Khan era stato accusato di fare propaganda jihadista anche dal sottosegretario leghista Alessandro Morelli, che lo scorso giugno aveva diffuso un virgolettato di un presunto discorso dell’imam: «Dobbiamo ucciderli tutti, anche i più piccoli e le donne incinte». Quelle frasi erano un’accusa nei confronti di Israele, motivo per cui Khan ha presentato una denuncia per diffamazione contro Morelli. Salvini commentò la notizia della denuncia così: «Anziché vergognarsi denuncia il leghista Alessandro Morelli: l’imam Zulfiqar Khan merita soltanto una richiesta di espulsione immediata dal nostro paese».

«Viene da pensare maliziosamente che quel tweet sia stato esaudito col provvedimento di espulsione», ha detto Francesco Murru, avvocato di Khan. «Pare una ritorsione ai danni di Khan, reo di essersi rivolto alla magistratura penale per ottenere giustizia». Secondo l’avvocato, che ha già dichiarato l’intenzione di presentare un ricorso al tribunale amministrativo del Lazio contro l’espulsione, le motivazioni espresse dal ministro Piantedosi sono totalmente generiche e prive di prove. Murru ha definito il decreto un «ritorno ad uno stato di polizia e al perseguimento dei reati di opinione: per fortuna viviamo in uno stato di diritto e la magistratura dovrà valutare la fondatezza del provvedimento».

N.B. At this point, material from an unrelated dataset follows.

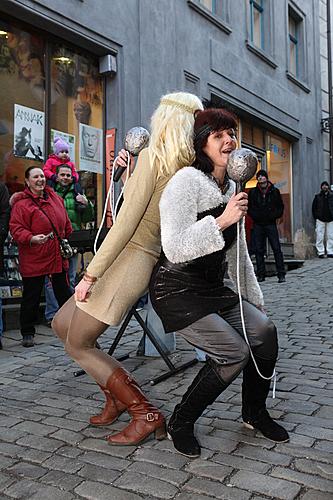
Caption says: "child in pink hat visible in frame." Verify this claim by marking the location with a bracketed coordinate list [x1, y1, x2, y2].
[43, 137, 79, 182]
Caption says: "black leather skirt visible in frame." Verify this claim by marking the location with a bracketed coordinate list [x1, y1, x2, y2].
[149, 255, 238, 333]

Anche il presidente della comunità islamica di Bologna Yassine Lafram, che in passato ha avuto diverse discussioni con Khan, ha criticato il provvedimento del ministero. «Ho letto il suo decreto di espulsione e mi pare che lì dentro ci siano prevalentemente reati di opinione: Voltaire si rivolterebbe nella tomba», ha detto Lafram. «Io stesso sono stato spesso in disaccordo con lui, ma ho sempre difeso la sua libertà di esprimersi: a patto di non inneggiare alla violenza e all’odio».